There have been a couple of changes in the domain of business lending and small businesses are taking advantage of this. The biggest of those changes being the rising popularity of alternative forms of funding that do not carry the same restrictions as more traditional forms. At one time a small business’s qualification of being approved for a loan was based on metrics and a diverse set of automated technologies. As of now, we’re seeing a rising popularity in Marketplace lenders, Crowdfunding and of course Merchant Cash Advances or MCA’s.

      MCA’s are the purchase of future credit card processing receivables that allow the lenders to receive payment through the credit sales of the business that’s borrowing. They have much more flexible financing terms, don’t have fixed rates and require a lot less paperwork than traditional methods of financing. This is often an attractive alternative for business owners because the process typically takes less time and don’t require you to hold your personal assets as collateral. There are currently two forms of MCA’s which are traditional MCA’s and Bank only ACH’s.

Traditional MCA’s: This type of MCA takes the historical receivables of the funder into account before underwriting future credit card receivables. A small percentage of credit sales are taken as payment usually over the course of a year which is why businesses that rely on credit sales value it so much. It does not require much effort on the part of the lendee as the deduction is made on a daily basis and does not follow a amortization schedule or fixed maturity.

Bank Only ACH: This type of MCA on the other hand does not require the credit card cash flow information but the overall revenue as a whole. What happens is that the cash sales are ACH debit for a certain percentage if the amount is 0ver $1.2 million.

MCA’s are typically repaid in three ways.

Split withholding: Through this method credit cards sales are split between the business and the finance company automatically based off of the agreed upon portion. This is the most popular method of repayment used as it is the smoothest.

Lock box or trust bank account withholding: In this method all of the business’s credit card sales are are put into a bank account controlled by the finance company and afterwards arrangements are made to notify the borrower of the agreed upon portion through EFT, ACH or wire. This usually the least favored alternative.

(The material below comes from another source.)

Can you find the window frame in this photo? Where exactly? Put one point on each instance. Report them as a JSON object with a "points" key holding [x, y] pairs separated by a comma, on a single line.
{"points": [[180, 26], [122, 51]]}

ACH withholding: Finance companies can deduct portions of the amount owed from the borrower’s checking account after they’ve received the credit card processing information through ACH.

      MCA’s  requires no third party involvement and when you send your historical credit card or ledger sales data and you can get an advance within the same day. For these reasons alone MCA’s are growing in popularity and are proving to be great lending alternatives for businesses with a less than perfect credit history. Through technological innovations being done new doors are opening for MCA’s as it makes its move to new online platforms creating new opportunities for small businesses now.